Answer: (A), (B), (D)

A, B, and D

Answer 2

Explanation:

1. Calculate the current (I) at resonance:

   At resonance, the circuit behaves purely resistively. The voltage across the resistance ($V_R$) is given as 60 V and the resistance (R) is 120 $\Omega$. Using Ohm's law: $I = \frac{V_R}{R} = \frac{60 \, \text{V}}{120 \, \Omega} = 0.5 \, \text{A}$

2. Calculate the Inductance (L):

   At resonance, the voltage across the inductance ($V_L$) is given as 40 V. The inductive reactance ($X_L$) at resonance is $X_L = \omega_0 L$, where $\omega_0$ is the angular resonance frequency (4 × $10^5$ rad/s). $V_L = I \cdot X_L = I \cdot (\omega_0 L)$ $40 \, \text{V} = 0.5 \, \text{A} \cdot (4 \times 10^5 \, \text{rad/s} \cdot L)$ $L = \frac{40}{0.5 \times 4 \times 10^5} = \frac{40}{2 \times 10^5} = 20 \times 10^{-5} \, \text{H} = 2 \times 10^{-4} \, \text{H}$ Therefore, option A is correct.

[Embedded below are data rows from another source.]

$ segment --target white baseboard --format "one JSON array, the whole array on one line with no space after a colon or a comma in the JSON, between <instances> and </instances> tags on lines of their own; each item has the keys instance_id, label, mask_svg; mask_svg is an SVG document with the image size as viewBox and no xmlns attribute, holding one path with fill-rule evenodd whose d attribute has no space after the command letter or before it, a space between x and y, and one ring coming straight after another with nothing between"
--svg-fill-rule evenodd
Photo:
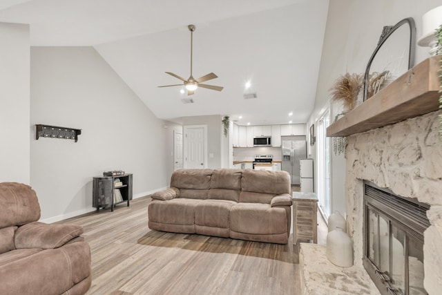
<instances>
[{"instance_id":1,"label":"white baseboard","mask_svg":"<svg viewBox=\"0 0 442 295\"><path fill-rule=\"evenodd\" d=\"M58 215L54 217L50 217L48 218L41 219L39 221L40 222L44 223L53 223L57 222L57 221L64 220L65 219L70 218L72 217L78 216L79 215L85 214L86 213L92 212L93 211L96 211L96 208L85 208L81 210L74 211L73 212L68 212L66 214Z\"/></svg>"},{"instance_id":2,"label":"white baseboard","mask_svg":"<svg viewBox=\"0 0 442 295\"><path fill-rule=\"evenodd\" d=\"M133 195L132 196L132 199L137 199L138 198L144 197L148 195L151 195L152 193L156 193L157 191L162 191L163 189L166 189L167 187L162 187L160 189L156 189L153 191L144 191L143 193L137 193L136 195ZM85 208L81 210L74 211L73 212L68 212L65 214L58 215L54 217L50 217L48 218L41 219L39 221L44 223L53 223L57 222L57 221L64 220L65 219L70 218L73 217L78 216L79 215L86 214L86 213L92 212L96 211L97 208Z\"/></svg>"}]
</instances>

3. Calculate the Capacitance (C):

   At resonance, the inductive reactance equals the capacitive reactance ($X_L = X_C$). $\omega_0 L = \frac{1}{\omega_0 C}$ $C = \frac{1}{\omega_0^2 L}$ Substitute the values of $\omega_0$ and L: $C = \frac{1}{(4 \times 10^5 \, \text{rad/s})^2 \times (2 \times 10^{-4} \, \text{H})}$ $C = \frac{1}{(16 \times 10^{10}) \times (2 \times 10^{-4})} = \frac{1}{32 \times 10^6} \, \text{F} = \frac{1}{32} \times 10^{-6} \, \text{F}$ Therefore, option B is correct.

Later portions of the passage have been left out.